Today, Abu Ghraib houses 3,060 prisoners. Upon our entry, U.S. soldiers quickly told us the detainees are treated according to the Geneva Conventions. There is no torture, the system has been fixed and oversight is appropriate now, they said.
U.S. officers seemed slightly defensive at first -- as if a reporter wanted only to dwell on the scandal, which, of course, is unavoidable. We were not permitted to show the prisoners' faces, nor could we question them directly. But while we were in the company of Col. James Brown -- commander of the Military Police Brigade and a former professor of languages at West Point -- his apparent interest in their welfare granted us access.
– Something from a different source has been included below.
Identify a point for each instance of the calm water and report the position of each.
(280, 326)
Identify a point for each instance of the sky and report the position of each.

Abu Ghraib is comprised of five different levels of detention, level five being the toughest. We saw only level one, reserved for those with good behavior.
As we walked past, many detainees worked hard to attract our attention.
Visitors to Abu Ghraib often have a common first impression: Some of the prisoners must be innocent, and some of them want to kill us. Brown agrees it makes for ambiguous tension.
At one point during our visit, a fight broke out among the prisoners, seriously injuring one prisoner. The military police say fighting is rare, though there is tension in a prison population that has everything from common criminals to Islamic extremists.
Within a few minutes, the injured man ended up in a first-class field hospital. Last November, the hospital's American doctors and nurses treated Marines from the nearby battle of Fallujah. Today, a prisoner is treated simply as another patient, and he gets the best of what America has to offer.
Many soldiers we encountered told us that part of their mission at Abu Ghraib was to restore America's honor, if they could.
The prison has a small, primitive schoolroom. The young Iraqi prisoner who helps to teach had been enrolled at Baghdad University. He seemed gentle, but according to his file, he was picked up with a pistol, a satellite phone and the ingredients to make a bomb.
Every case in Abu Ghraib is reviewed every six months after which some prisoners are released. Others go into the Iraqi judicial system for trial.
Americans working in the prison can't help but acknowledge the shame of the scandal. Maj. John Hussey said that working at the prison has been surreal.
"When I speak to my soldiers I always tell them that you can't disgrace this uniform -- the veterans of yesteryear are looking at you," he said. "And you know we can't have another scandal. It would be such a black image. And I keep emphasizing that every time I am down in the camp talking to young American soldiers. And if we do this right, then maybe my young son and their young children won't have to come back here. And that is very important."
Peter Jennings filed this report for "World News Tonight."